Updated: Jun 21, 2021
Video from Reformed Christian teaching
You all realize that none of these men though gifted and very smart know all the answers to God's word. With that said listen to John MacArthur's objections to points recently made in Wrights books over the years. We must all remain open minded and return to God's word above all else.
"First, let me acknowledge up front that N. T. Wright has many acolytes and defenders who insist that we can embrace Wright’s version of the New Perspective on Paul and still retain our confessional doctrinal standards. They contend—and Tom Wright makes this claim himself—that Wright has simply given us a bigger and more biblical understanding of the concept of justification. If you accept Wright’s new reading of what Paul meant, they say, you can still keep whatever elements of your confessional theology you like. Here’s what Wright himself says about the doctrine of justification on page 113: “Briefly and baldly put, if you start with the popular view of justification, you may actually lose sight of the heart of the Pauline gospel; whereas if you start with the Pauline gospel itself you will get justification in all its glory thrown in as well.”
That’s a disingenuous claim. It’s not true, and the proof is seen in the fact that wherever you find the influence of N. T. Wright and the New Perspective, you will find the historic formulations of the doctrine of justification under fire. Wherever you find a proponent of the New Perspective on Paul, you will find a critic of the classic Protestant stance on sola fide.
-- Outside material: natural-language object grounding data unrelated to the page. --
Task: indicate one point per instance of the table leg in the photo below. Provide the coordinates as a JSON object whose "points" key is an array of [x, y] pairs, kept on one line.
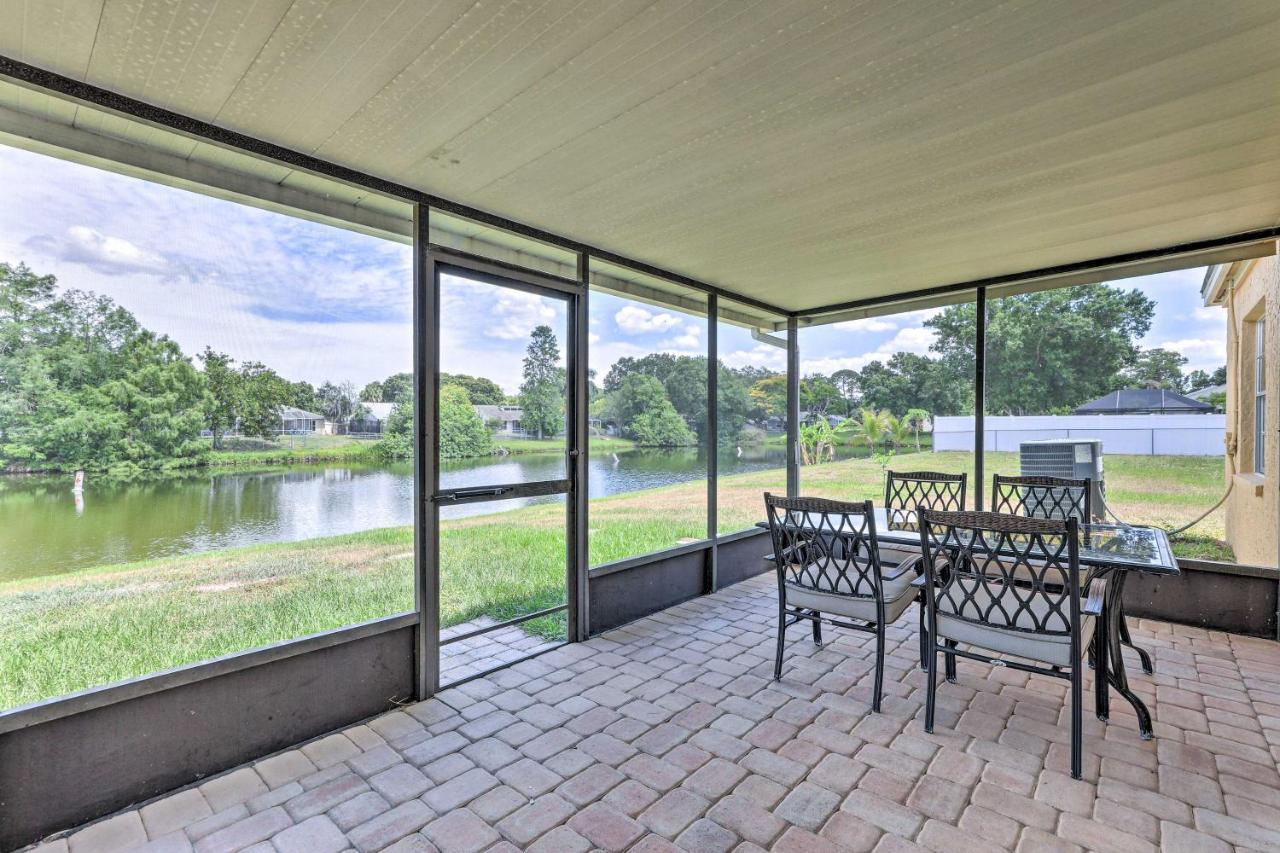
{"points": [[1116, 675]]}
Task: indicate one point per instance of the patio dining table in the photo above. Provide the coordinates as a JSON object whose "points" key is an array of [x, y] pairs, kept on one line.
{"points": [[1107, 551]]}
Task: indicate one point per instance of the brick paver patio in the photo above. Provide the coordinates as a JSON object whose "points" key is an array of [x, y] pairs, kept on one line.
{"points": [[670, 731]]}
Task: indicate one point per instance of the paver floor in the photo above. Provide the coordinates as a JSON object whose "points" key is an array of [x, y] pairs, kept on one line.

This is one of the major reasons—if not the single, central, most important reason—that suddenly, within just the past three to five years, the doctrine of justification has become a fierce battleground on so many different fronts in the broad evangelical movement." from the article: What’s Wrong with Wright: Examining the New Perspective on Paul
N. T. Wright is an English New Testament scholar, Pauline theologian and Anglican bishop. He was the bishop of Durham from 2003 to 2010. He then became research professor of New Testament and Early Christianity at St Mary's College in the University of St Andrews in Scotland until 2019, when he became a senior research fellow at Wycliffe Hall at the University of Oxford.